A year and a half after St. Albert city council approved a $21.9-million borrowing bylaw for a new branch library, the issue has finally been put to bed.

Back in July 2017, the controversial move by the former city council prompted a petition, a plebiscite and a full year of abstruseness from the current city council as it grappled with an overwhelming "no" vote on the project.

Since its inception, the borrowing bylaw has been a bogeyman for reactionaries in St. Albert, bitterly dividing the community. The debate shifted quickly away from the amount of money involved, toward whether the library was even telling the truth about needing more space – and there it has largely remained. The way the 2017 plebiscite was worded didn't help matters: it asked whether residents supported further planning for a branch library, instead of asking whether residents supported the price point of said library.

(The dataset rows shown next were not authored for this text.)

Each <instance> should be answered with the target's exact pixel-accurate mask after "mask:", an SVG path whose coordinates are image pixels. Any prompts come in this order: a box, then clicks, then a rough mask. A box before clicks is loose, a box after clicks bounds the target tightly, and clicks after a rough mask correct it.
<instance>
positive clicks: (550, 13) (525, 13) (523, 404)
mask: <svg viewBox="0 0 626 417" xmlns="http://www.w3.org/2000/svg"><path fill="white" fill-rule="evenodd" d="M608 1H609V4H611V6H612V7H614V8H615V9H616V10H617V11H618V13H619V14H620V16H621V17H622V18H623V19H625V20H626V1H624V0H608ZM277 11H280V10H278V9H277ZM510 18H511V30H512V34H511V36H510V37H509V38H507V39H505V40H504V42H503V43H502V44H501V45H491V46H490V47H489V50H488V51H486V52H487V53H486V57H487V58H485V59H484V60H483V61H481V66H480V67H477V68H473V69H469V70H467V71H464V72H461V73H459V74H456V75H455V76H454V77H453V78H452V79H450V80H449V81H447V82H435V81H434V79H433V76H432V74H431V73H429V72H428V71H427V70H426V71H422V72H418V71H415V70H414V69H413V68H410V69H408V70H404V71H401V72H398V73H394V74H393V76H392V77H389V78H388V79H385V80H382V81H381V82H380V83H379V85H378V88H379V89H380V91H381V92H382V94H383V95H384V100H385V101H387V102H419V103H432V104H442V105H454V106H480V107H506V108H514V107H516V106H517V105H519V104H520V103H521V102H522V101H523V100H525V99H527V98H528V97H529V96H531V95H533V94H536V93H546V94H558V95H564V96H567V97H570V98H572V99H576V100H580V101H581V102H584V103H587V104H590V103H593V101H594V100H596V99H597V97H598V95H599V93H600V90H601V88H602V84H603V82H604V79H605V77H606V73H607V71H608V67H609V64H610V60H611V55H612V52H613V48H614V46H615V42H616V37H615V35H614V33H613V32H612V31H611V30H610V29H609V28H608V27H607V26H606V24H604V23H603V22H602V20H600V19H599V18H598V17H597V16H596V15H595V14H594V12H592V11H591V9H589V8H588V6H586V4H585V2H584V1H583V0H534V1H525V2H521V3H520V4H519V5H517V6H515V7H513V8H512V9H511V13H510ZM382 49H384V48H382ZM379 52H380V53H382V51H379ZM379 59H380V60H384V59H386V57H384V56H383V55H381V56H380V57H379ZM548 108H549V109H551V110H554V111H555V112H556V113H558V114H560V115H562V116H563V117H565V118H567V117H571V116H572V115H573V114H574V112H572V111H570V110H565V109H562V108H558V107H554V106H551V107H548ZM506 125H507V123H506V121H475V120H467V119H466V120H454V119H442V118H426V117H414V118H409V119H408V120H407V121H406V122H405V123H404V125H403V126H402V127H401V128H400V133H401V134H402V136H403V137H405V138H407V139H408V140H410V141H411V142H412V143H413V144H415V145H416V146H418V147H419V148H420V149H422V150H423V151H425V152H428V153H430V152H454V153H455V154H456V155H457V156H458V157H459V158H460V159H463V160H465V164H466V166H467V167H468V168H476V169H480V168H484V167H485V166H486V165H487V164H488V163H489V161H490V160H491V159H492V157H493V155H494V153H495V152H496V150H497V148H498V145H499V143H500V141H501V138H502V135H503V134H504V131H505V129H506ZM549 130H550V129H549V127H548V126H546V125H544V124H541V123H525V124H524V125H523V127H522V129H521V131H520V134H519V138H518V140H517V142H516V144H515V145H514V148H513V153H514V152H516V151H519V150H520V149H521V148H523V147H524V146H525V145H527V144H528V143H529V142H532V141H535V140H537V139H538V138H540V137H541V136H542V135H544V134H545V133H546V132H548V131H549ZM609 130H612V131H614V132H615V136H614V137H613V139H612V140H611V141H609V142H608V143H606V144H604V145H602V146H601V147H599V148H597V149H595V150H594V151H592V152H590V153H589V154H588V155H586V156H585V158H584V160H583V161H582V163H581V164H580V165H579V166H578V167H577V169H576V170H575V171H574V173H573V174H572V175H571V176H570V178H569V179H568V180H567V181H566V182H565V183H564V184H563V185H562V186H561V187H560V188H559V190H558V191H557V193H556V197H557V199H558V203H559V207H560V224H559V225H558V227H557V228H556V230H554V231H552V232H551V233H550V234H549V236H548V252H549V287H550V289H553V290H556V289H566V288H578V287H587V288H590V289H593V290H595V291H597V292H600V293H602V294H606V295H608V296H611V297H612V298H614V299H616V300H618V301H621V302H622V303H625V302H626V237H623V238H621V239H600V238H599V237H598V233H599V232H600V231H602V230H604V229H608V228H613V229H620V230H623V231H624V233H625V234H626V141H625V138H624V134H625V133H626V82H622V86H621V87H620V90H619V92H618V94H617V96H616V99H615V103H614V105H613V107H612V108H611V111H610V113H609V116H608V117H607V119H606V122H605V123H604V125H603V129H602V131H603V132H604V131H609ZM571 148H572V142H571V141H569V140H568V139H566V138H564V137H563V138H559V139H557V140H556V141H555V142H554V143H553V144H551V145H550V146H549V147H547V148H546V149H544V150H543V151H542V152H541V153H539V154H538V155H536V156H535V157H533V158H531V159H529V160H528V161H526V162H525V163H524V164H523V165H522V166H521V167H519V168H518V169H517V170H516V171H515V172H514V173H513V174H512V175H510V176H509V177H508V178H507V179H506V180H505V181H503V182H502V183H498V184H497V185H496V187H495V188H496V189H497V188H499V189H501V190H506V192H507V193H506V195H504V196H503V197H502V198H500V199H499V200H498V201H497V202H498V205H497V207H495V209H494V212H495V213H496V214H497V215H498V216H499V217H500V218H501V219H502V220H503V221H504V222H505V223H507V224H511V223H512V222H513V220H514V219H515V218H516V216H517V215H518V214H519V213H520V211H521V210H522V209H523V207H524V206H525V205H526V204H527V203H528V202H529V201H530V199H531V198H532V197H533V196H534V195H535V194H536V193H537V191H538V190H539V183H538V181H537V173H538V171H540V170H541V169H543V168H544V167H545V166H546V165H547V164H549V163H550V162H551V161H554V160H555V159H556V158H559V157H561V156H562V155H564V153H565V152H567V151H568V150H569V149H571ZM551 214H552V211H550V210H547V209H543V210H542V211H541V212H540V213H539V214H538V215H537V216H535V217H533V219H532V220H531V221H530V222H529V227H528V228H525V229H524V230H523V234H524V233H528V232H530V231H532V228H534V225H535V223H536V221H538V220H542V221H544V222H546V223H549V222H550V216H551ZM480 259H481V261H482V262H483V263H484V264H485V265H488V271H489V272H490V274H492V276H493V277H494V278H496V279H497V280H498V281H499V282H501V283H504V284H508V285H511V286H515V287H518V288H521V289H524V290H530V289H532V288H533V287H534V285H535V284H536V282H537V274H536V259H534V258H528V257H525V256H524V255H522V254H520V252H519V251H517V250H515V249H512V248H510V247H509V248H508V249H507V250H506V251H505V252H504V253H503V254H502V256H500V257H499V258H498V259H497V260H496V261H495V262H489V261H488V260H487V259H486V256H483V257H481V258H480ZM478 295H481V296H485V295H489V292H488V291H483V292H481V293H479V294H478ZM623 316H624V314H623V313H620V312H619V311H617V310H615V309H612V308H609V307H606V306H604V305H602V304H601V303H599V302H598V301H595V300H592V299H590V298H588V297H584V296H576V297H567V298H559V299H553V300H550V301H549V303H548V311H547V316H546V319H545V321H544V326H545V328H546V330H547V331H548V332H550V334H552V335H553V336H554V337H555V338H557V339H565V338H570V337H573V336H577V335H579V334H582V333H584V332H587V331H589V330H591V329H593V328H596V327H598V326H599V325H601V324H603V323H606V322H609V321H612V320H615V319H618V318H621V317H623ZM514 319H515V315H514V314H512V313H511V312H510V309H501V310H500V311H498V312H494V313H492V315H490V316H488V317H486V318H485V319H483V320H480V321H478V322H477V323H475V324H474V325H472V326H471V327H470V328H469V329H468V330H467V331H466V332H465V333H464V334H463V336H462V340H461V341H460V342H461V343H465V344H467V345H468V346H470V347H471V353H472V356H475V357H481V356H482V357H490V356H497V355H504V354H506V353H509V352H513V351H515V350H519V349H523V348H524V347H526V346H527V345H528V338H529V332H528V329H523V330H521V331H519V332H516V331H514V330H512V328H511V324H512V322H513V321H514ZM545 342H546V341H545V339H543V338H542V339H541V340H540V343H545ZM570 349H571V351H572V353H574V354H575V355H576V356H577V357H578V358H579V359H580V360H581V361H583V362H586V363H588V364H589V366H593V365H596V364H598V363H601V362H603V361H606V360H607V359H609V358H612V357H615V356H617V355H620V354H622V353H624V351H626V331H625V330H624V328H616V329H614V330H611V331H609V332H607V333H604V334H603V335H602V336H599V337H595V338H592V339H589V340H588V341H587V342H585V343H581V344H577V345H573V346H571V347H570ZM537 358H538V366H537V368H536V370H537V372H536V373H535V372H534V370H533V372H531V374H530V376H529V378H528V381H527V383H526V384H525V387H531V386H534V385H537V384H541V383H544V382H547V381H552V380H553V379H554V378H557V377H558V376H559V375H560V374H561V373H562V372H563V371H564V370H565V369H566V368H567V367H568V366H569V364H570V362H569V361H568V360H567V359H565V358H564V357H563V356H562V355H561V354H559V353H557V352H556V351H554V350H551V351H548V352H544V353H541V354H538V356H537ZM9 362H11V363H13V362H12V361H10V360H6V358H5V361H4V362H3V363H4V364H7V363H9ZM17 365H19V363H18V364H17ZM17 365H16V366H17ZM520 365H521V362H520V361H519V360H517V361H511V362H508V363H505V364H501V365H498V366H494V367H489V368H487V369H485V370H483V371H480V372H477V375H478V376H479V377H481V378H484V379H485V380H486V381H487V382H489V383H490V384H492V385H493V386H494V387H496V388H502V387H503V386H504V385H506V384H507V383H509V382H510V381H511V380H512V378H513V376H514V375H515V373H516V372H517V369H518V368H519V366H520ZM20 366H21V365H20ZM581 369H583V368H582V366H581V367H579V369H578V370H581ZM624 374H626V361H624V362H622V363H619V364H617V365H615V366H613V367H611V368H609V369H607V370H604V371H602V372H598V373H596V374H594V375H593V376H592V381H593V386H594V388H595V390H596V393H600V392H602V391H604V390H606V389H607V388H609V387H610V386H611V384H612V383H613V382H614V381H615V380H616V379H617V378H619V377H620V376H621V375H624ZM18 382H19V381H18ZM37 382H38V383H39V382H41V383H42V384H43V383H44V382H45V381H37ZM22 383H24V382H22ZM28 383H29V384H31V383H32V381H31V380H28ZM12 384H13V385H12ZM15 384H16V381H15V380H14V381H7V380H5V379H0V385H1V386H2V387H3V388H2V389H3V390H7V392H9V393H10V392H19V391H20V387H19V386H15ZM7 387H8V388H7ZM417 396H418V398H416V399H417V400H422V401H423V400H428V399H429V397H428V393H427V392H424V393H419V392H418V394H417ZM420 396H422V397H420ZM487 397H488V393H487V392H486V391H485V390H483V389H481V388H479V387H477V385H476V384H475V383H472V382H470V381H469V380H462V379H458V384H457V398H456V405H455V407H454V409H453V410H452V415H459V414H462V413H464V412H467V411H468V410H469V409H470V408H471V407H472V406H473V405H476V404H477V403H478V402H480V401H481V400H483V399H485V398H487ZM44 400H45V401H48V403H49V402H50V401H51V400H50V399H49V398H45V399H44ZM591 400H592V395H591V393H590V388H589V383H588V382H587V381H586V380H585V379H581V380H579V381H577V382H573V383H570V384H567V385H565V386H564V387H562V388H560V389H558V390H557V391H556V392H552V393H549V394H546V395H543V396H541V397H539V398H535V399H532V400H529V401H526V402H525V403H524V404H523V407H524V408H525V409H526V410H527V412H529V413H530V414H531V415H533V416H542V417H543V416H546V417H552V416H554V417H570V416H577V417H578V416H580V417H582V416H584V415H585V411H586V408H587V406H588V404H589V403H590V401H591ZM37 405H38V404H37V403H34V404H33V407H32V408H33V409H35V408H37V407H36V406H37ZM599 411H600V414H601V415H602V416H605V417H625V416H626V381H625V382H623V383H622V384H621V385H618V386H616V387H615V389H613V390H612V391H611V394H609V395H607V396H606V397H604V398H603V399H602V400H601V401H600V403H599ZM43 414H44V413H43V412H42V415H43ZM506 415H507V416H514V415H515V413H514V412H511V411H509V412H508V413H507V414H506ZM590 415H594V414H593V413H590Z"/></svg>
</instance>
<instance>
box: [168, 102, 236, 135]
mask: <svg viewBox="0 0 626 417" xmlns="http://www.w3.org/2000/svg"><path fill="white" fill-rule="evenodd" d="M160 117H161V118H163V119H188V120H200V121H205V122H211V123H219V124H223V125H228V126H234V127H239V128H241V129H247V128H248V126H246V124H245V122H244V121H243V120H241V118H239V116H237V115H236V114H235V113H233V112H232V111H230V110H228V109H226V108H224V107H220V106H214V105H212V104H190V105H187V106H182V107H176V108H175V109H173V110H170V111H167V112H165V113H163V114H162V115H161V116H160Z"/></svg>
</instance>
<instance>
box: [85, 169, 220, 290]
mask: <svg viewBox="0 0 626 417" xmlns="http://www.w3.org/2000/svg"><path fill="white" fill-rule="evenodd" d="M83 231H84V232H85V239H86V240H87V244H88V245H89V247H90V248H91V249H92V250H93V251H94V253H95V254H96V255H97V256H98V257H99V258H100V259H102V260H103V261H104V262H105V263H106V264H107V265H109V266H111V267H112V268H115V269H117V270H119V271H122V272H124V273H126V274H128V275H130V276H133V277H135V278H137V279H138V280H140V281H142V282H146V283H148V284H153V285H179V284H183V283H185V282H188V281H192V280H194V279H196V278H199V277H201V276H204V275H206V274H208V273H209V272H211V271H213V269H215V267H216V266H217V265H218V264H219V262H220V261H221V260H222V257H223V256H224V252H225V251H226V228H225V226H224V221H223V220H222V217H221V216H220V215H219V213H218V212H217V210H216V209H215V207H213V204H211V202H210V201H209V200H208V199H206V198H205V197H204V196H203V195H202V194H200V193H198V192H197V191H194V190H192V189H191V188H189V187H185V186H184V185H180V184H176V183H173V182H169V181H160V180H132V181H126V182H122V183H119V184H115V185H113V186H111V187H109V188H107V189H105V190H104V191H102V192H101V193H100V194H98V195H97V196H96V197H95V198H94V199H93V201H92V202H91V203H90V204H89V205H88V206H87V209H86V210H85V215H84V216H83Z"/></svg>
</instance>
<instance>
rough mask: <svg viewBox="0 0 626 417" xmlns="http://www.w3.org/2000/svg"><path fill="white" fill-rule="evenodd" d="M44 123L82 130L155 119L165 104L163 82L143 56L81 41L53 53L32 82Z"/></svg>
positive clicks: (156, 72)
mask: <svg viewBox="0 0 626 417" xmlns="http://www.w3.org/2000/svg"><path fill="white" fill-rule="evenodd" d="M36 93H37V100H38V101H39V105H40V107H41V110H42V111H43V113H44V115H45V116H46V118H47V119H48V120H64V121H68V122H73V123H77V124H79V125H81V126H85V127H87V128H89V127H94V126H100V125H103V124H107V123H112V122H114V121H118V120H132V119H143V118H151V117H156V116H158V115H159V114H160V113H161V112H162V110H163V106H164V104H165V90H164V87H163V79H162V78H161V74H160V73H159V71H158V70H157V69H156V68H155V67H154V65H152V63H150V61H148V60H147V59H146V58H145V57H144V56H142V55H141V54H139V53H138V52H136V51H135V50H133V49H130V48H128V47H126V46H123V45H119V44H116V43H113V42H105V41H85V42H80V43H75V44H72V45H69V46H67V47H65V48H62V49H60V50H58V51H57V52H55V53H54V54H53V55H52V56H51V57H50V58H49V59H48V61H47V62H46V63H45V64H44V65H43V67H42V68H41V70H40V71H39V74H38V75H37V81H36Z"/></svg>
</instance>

The decision to kill the borrowing bylaw, which came Jan. 7, reflects a city council that has finally grown into its role. This is a council that voted the other way in a 4-3 split on a nearly identical motion in November 2017, shortly after the municipal election.

At that time, councillors – many of whom were fresh on the job and were looking forward to an incoming report on facility development – said they wanted to keep their options open and not make a decision quickly.

Indeed, the Jan. 7 decision did not come quickly. It was rendered after months of research and debate, and only after city council approved an alternate solution in the form of a storefront library.

The 3,000-square-foot storefront will cost $517,000 in capital dollars and comes with an operating price tag of $279,000 in 2019 – costs that, while not comparable to a stand-alone branch library, are still noteworthy.

This editorial board has opined in the past on the merits of the storefront project. The spectre of more library space, weighed alongside the 2017 plebiscite vote, has proved a difficult one to reconcile – especially given how political the issue has been.

In the context of a future where borrowing $21.9 million for a branch library is no longer an imminent possibility, the storefront solution would be a more palatable compromise if it wasn't for that political aspect. In approving the storefront, councillors ultimately played to both sides of the debate: while they adhered to the letter of the plebiscite by not planning further for a branch library, it's debatable whether they violated the spirit of it by approving library space at all.

Ultimately, time will tell whether the storefront library is worth its cost, both in dollars and in council's credibility. But library CEO Peter Bailey said it best last week when he told the Gazette the decision to roll back the borrowing bylaw had a feeling of finality about it.

In time, once council has sorted out its messy capital plan and comes to a firm consensus on facility needs, there may be an opportunity to revisit the issue of library space – but only after the topic has been given a long rest and after the division sowed around it has had time to mend.

Editorials are the consensus view of the St. Albert Gazette’s editorial board.